The second exercise involves analyzing historical theft losses to safely estimate future potential losses. Calculating the mean provides an average loss over multiple years, while the standard deviation measures fluctuation around the mean. The coefficient of variation offers insights into the relative variability. To determine the range within which 99% of losses should fall, a statistical interval based on the mean and standard deviation can be used, assuming a normal distribution, applying the 3-sigma rule.

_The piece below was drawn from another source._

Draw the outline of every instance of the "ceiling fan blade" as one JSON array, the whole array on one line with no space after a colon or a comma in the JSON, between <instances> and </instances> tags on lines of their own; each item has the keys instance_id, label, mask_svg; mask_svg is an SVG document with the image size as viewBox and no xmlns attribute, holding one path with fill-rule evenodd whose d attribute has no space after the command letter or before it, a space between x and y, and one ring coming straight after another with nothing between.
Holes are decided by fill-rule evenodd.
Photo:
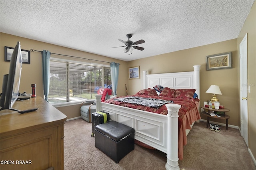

These exercises underscore the importance of quantitative risk assessment techniques in developing preventive measures, preparing contingency plans, and setting appropriate safety margins in financial and operational planning.

References

• OSHA. (2014). OSHA Worker Safety Series: Construction. Occupational Safety and Health Administration. https://www.osha.gov/Publications/OSHA3708.pdf
• Gatti, R. & Treglia, M. (2017). Risk assessment in construction: An overview. Journal of Construction Engineering and Management, 143(12), 04017072.
• American National Standards Institute (ANSI). (2018). Safe Operating Practices for Forklifts. ANSI/ITSDF B56.1-2018.
• Hallowell, M. R., & Gambatese, J. A. (2010). Quantifying the effectiveness of accident prevention strategies in construction. Accident Analysis & Prevention, 42(3), 878-887.
• Gordon, S. R., Mo, Y., & Hallowell, M. R. (2016). Human Factors in Construction Safety: A Review. Journal of Safety Research, 59, 139-148.
• Ismail, A., & Mohd Yusof, S. (2019). Risk Management and Safety in Construction: An Empirical Study. International Journal of Building Pathology and Adaptation, 37(2), 162-177.
• Reiman, R., & Pietikäinen, J. (2019). Forecasting models for risk assessment in project management. International Journal of Project Management, 37(2), 191-202.
• Knol, A. B., & VanderWeele, T. J. (2012). Measures of Interaction on an Additive Scale and Interpreting them in Epidemiology. European Journal of Epidemiology, 27(8), 567–575.
• Booth, A., & Carroll, C. (2020). Risk analysis and safety management in construction. Safety Science, 127, 104711.
• Reniers, G., & Pauwels, J. (2015). Quantitative Risk Analysis in Construction. Journal of Safety Research, 55, 1-8.